Dolus even­tua­lis – und das Erken­nen des mög­li­chen Erfolgs­ein­tritts

Bedingt vor­sätz­li­ches Han­deln setzt vor­aus, dass der Täter den Ein­tritt des tat­be­stand­li­chen Erfol­ges als mög­lich und nicht ganz fern­lie­gend erkennt, und dass er ihn bil­ligt oder sich um des erstreb­ten Zie­les wil­len mit der Tat­be­stands­ver­wirk­li­chung abfin­det.

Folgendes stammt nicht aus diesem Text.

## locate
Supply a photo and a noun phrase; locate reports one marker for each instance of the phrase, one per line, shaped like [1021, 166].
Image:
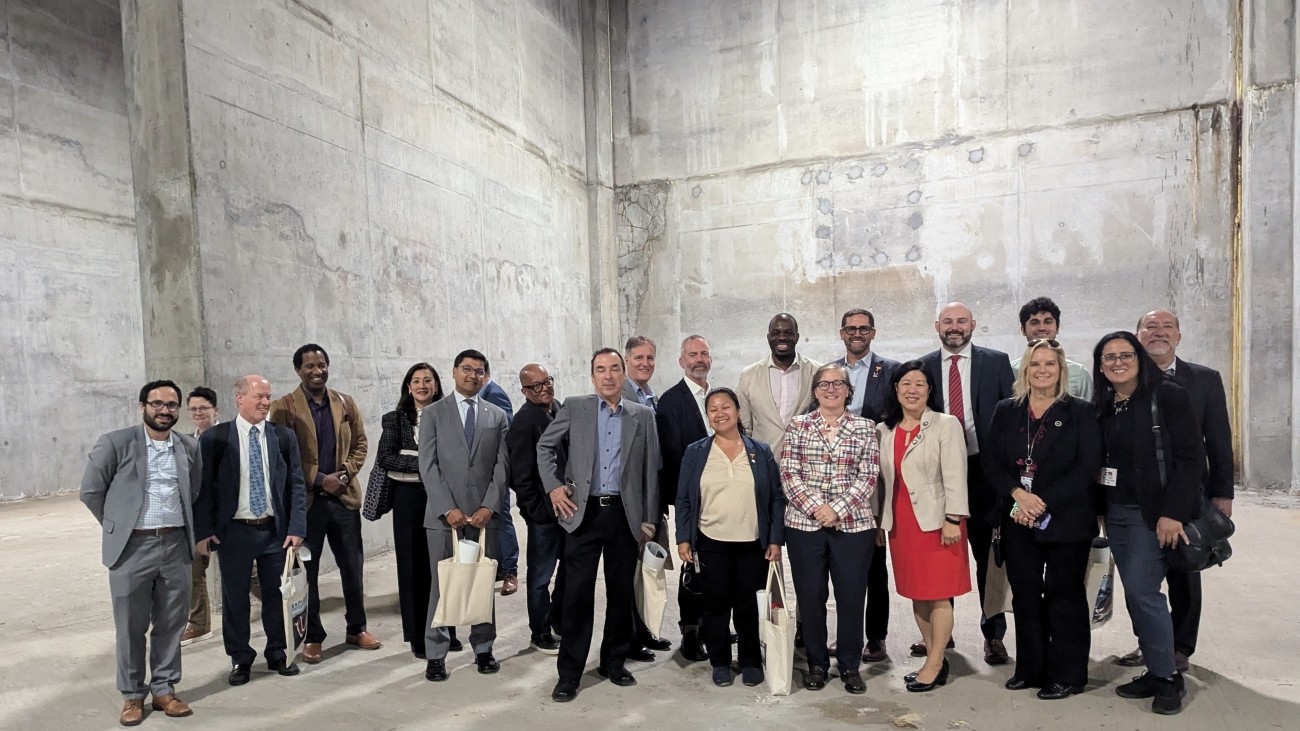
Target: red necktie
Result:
[954, 392]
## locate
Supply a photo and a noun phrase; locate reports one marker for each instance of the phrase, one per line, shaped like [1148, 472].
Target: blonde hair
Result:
[1021, 388]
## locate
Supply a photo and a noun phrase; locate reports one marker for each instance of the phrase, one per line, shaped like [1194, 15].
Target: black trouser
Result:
[876, 621]
[242, 548]
[731, 574]
[342, 526]
[1053, 631]
[845, 559]
[603, 531]
[1184, 606]
[412, 553]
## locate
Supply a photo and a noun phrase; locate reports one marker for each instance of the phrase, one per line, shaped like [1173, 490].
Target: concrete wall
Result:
[69, 286]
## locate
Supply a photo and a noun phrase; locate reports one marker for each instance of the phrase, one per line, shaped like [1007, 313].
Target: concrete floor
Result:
[56, 670]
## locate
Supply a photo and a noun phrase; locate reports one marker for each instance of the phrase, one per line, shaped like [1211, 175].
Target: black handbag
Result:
[1207, 533]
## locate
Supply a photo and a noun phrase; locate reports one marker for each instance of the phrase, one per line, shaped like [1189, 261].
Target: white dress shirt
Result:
[245, 428]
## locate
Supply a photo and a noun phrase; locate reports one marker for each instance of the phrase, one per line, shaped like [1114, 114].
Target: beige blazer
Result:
[758, 407]
[934, 467]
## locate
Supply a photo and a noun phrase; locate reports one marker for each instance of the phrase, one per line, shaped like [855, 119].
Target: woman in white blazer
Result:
[923, 480]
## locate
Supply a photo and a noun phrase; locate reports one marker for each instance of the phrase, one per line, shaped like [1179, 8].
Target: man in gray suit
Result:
[607, 504]
[139, 485]
[463, 467]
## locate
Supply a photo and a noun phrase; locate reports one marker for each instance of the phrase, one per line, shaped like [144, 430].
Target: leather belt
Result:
[156, 531]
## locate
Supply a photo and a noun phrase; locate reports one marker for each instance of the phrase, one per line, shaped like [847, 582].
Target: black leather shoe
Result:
[564, 691]
[1058, 691]
[618, 675]
[486, 664]
[853, 682]
[280, 666]
[436, 670]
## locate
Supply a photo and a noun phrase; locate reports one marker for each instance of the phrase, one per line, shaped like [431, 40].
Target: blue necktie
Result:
[256, 479]
[469, 423]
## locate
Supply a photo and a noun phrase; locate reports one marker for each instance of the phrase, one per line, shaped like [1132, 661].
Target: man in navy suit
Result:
[971, 380]
[870, 375]
[507, 539]
[251, 507]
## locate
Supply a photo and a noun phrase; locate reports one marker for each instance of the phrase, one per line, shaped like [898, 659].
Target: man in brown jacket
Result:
[332, 444]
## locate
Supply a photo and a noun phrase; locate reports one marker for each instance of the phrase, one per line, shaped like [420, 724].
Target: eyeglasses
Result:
[537, 388]
[831, 385]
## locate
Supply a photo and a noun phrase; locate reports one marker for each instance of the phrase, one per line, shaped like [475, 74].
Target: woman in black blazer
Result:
[1151, 491]
[397, 454]
[1043, 461]
[732, 520]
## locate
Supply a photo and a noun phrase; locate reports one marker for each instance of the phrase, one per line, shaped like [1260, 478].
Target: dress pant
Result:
[200, 613]
[845, 558]
[603, 532]
[1053, 631]
[328, 518]
[1142, 570]
[243, 548]
[437, 640]
[150, 584]
[979, 533]
[412, 553]
[731, 572]
[545, 546]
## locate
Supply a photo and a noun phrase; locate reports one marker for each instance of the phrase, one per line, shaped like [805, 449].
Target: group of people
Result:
[856, 467]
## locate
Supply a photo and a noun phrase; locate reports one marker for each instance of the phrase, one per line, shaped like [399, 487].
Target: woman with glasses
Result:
[397, 454]
[1043, 459]
[731, 515]
[830, 461]
[1151, 478]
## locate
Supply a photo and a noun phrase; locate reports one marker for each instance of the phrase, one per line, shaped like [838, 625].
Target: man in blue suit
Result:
[251, 507]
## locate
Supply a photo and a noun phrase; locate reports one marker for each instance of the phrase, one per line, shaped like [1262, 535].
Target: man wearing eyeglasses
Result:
[202, 405]
[139, 487]
[870, 376]
[545, 543]
[1040, 319]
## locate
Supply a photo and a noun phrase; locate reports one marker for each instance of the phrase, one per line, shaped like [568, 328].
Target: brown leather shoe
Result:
[172, 706]
[311, 653]
[133, 712]
[364, 640]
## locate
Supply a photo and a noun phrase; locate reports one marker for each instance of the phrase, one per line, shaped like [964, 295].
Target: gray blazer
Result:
[113, 485]
[459, 475]
[573, 433]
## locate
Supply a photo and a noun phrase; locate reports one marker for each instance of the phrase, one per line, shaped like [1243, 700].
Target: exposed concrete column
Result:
[159, 113]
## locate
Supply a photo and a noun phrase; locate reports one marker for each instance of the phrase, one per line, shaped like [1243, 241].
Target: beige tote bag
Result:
[467, 592]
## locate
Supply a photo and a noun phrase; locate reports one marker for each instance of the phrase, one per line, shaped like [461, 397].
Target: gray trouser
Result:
[150, 584]
[437, 639]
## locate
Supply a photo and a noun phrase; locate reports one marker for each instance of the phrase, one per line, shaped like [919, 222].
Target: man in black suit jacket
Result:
[680, 422]
[1158, 333]
[251, 507]
[970, 380]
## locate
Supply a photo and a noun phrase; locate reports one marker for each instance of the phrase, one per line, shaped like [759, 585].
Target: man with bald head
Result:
[1160, 334]
[970, 381]
[545, 535]
[251, 507]
[776, 388]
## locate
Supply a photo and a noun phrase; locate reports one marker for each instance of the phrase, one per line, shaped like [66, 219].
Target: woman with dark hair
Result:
[1151, 478]
[923, 474]
[397, 454]
[830, 462]
[729, 519]
[1043, 459]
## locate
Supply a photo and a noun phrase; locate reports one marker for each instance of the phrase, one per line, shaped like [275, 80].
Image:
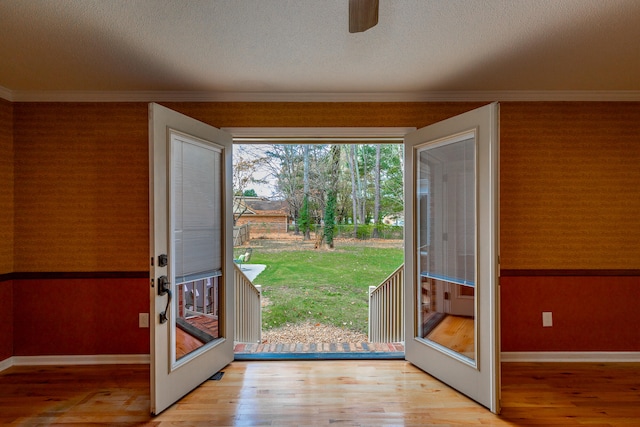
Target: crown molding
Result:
[433, 96]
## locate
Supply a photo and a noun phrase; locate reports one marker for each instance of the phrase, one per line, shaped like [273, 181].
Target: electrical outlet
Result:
[547, 319]
[143, 320]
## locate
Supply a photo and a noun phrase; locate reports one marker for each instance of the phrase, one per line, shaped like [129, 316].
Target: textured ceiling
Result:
[304, 46]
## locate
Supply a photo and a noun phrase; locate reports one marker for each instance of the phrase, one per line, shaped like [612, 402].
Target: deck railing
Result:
[248, 316]
[386, 309]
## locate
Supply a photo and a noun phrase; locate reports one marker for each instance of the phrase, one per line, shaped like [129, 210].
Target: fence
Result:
[248, 315]
[386, 309]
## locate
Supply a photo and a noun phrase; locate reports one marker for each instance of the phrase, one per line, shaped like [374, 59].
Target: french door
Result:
[451, 253]
[191, 254]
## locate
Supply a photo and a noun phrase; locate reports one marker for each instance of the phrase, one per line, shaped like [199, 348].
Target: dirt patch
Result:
[305, 333]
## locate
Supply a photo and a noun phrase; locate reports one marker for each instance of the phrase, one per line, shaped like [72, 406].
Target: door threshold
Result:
[365, 355]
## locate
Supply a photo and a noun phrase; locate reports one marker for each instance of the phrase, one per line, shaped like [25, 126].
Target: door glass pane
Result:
[446, 212]
[197, 244]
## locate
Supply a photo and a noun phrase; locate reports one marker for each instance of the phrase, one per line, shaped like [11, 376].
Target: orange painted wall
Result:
[81, 205]
[6, 187]
[6, 228]
[570, 185]
[81, 193]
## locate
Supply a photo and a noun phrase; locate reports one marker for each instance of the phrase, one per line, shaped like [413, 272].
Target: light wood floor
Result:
[310, 393]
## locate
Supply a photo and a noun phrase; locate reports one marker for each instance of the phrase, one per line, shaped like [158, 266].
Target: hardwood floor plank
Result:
[350, 393]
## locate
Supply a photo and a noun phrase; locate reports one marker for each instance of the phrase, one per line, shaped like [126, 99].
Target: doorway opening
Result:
[318, 223]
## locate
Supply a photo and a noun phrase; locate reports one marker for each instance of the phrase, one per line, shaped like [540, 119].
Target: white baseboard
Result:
[570, 356]
[6, 363]
[98, 359]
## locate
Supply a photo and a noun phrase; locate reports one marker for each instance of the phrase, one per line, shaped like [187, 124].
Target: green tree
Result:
[304, 217]
[330, 208]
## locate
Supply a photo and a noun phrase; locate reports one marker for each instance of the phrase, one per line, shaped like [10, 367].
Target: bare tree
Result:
[376, 203]
[354, 188]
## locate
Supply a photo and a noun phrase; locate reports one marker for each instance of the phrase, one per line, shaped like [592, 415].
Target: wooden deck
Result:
[322, 393]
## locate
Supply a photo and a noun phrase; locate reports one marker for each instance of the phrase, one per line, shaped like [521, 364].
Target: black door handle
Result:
[164, 288]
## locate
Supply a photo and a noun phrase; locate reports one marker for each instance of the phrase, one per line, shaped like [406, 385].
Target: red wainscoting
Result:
[589, 313]
[6, 319]
[79, 316]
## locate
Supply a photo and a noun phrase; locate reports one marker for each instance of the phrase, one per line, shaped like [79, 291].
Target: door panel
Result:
[191, 254]
[451, 253]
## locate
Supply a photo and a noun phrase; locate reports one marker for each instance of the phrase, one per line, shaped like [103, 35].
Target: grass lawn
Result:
[322, 286]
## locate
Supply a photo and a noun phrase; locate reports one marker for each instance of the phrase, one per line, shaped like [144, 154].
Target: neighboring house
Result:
[263, 216]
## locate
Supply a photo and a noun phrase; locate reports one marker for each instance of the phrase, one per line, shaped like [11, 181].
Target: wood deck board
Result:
[322, 393]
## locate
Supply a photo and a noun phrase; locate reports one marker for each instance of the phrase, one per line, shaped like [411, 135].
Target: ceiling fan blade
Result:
[363, 14]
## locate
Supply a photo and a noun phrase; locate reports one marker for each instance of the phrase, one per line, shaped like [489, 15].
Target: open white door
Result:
[451, 253]
[191, 254]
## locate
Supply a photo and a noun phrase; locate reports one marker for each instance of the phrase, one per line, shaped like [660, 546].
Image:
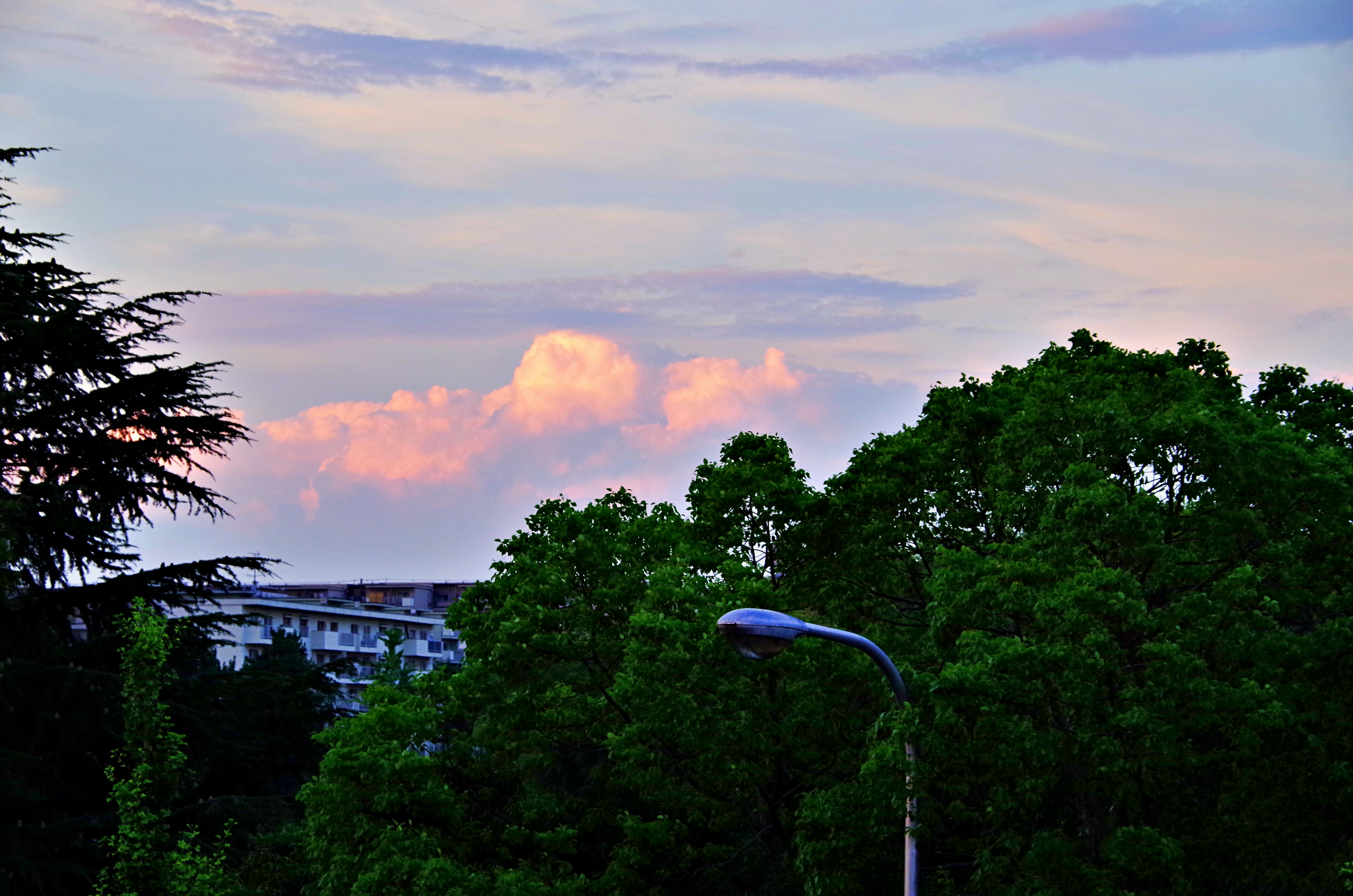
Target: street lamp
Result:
[760, 634]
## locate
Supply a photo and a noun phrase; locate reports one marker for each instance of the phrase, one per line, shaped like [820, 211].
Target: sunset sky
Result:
[467, 256]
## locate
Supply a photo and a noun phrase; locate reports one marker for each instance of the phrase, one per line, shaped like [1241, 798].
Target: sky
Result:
[467, 256]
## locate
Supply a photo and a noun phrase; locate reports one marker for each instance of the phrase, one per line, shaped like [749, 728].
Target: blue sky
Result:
[586, 224]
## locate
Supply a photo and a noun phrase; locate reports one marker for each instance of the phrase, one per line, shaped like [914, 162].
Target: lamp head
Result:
[760, 634]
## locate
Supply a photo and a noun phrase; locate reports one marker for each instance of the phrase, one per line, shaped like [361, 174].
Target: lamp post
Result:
[760, 634]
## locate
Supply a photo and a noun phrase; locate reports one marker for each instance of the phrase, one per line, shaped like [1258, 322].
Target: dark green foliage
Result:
[1130, 601]
[601, 738]
[99, 423]
[145, 859]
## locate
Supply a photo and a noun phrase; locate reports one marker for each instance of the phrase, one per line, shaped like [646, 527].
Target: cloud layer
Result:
[577, 402]
[716, 302]
[263, 51]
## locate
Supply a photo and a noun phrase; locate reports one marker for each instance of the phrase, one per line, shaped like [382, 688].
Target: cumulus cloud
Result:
[263, 51]
[577, 405]
[716, 302]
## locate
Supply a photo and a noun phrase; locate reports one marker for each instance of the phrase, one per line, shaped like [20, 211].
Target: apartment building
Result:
[344, 620]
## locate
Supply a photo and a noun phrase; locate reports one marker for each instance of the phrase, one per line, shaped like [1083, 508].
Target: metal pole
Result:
[911, 870]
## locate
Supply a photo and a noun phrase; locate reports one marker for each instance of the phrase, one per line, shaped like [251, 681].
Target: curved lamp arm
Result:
[760, 634]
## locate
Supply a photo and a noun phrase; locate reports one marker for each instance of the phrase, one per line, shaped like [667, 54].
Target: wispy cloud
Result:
[1174, 27]
[266, 52]
[716, 302]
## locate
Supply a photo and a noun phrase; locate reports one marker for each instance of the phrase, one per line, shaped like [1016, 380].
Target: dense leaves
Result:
[1119, 591]
[101, 423]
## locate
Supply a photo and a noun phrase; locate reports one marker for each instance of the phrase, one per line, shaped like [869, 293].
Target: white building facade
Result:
[346, 620]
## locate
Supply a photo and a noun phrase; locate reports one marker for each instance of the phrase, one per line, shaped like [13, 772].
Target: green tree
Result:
[1121, 593]
[1117, 587]
[149, 771]
[99, 423]
[600, 738]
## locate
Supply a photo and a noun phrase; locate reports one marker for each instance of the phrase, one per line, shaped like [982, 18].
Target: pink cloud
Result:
[710, 392]
[577, 404]
[569, 379]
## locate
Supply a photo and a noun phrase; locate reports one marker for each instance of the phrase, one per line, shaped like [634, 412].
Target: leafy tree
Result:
[1118, 588]
[147, 861]
[600, 738]
[99, 423]
[1122, 595]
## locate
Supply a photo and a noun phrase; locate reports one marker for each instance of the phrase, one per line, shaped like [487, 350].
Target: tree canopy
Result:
[1118, 589]
[101, 423]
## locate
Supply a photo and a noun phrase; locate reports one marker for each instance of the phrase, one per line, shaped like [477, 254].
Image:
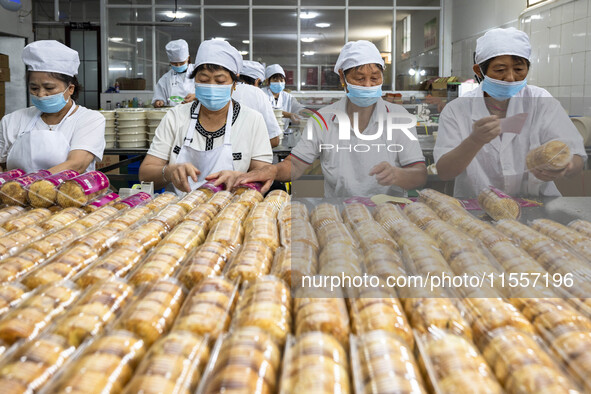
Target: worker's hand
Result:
[547, 175]
[266, 175]
[385, 173]
[485, 130]
[179, 175]
[189, 98]
[225, 177]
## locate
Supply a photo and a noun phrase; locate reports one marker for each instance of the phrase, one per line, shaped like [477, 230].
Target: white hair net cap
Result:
[51, 56]
[274, 69]
[253, 69]
[221, 53]
[499, 42]
[358, 53]
[177, 51]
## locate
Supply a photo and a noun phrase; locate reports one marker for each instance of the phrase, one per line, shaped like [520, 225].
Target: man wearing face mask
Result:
[350, 171]
[175, 86]
[213, 138]
[54, 134]
[279, 98]
[472, 146]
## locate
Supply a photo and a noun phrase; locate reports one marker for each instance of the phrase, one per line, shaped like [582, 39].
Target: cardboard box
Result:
[107, 161]
[4, 74]
[3, 61]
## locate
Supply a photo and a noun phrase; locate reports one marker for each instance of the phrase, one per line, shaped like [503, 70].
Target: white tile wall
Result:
[560, 34]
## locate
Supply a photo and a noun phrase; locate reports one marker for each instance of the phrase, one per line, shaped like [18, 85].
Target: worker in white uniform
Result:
[54, 134]
[278, 97]
[356, 166]
[213, 138]
[175, 86]
[472, 146]
[253, 97]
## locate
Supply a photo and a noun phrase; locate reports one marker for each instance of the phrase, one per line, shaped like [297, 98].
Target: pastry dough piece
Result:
[161, 264]
[328, 315]
[89, 316]
[105, 366]
[252, 261]
[188, 234]
[356, 213]
[174, 364]
[27, 219]
[553, 155]
[16, 266]
[11, 293]
[387, 314]
[208, 308]
[28, 319]
[116, 263]
[208, 260]
[323, 214]
[203, 213]
[234, 211]
[387, 364]
[266, 304]
[497, 207]
[262, 230]
[154, 311]
[221, 199]
[293, 262]
[193, 199]
[227, 232]
[170, 215]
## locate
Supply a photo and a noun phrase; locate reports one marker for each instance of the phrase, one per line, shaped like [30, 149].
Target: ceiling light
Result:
[308, 15]
[177, 15]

Dolus even­tua­lis – und das Erken­nen des mög­li­chen Erfolgs­ein­tritts

Bei­de Ele­men­te der inne­ren Tat­sei­te müs­sen in jedem Ein­zel­fall geson­dert geprüft und durch tat­säch­li­che Fest­stel­lun­gen belegt wer­den. Es bedarf einer Gesamt­be­trach­tung aller objek­ti­ven und sub­jek­ti­ven Umstän­de, bei der die auf der Grund­la­ge der dem Täter bekann­ten Gege­ben­hei­ten zu bestim­men­de objek­ti­ve Gefähr­lich­keit der Tat­hand­lung ein wesent­li­cher Indi­ka­tor ist.

Neben der kon­kre­ten Angriffs­wei­se sind dabei regel­mä­ßig auch die Per­sön­lich­keit des Täters, sein psy­chi­scher Zustand zum Tat­zeit­punkt und sei­ne Moti­va­ti­on mit ein­zu­be­zie­hen 1.

Bun­des­ge­richts­hof, Beschluss vom 22. Dezem­ber 2016 – 1 StR 571/​16

  1. BGH, Beschluss vom 07.09.2015 – 2 StR 194/​15[]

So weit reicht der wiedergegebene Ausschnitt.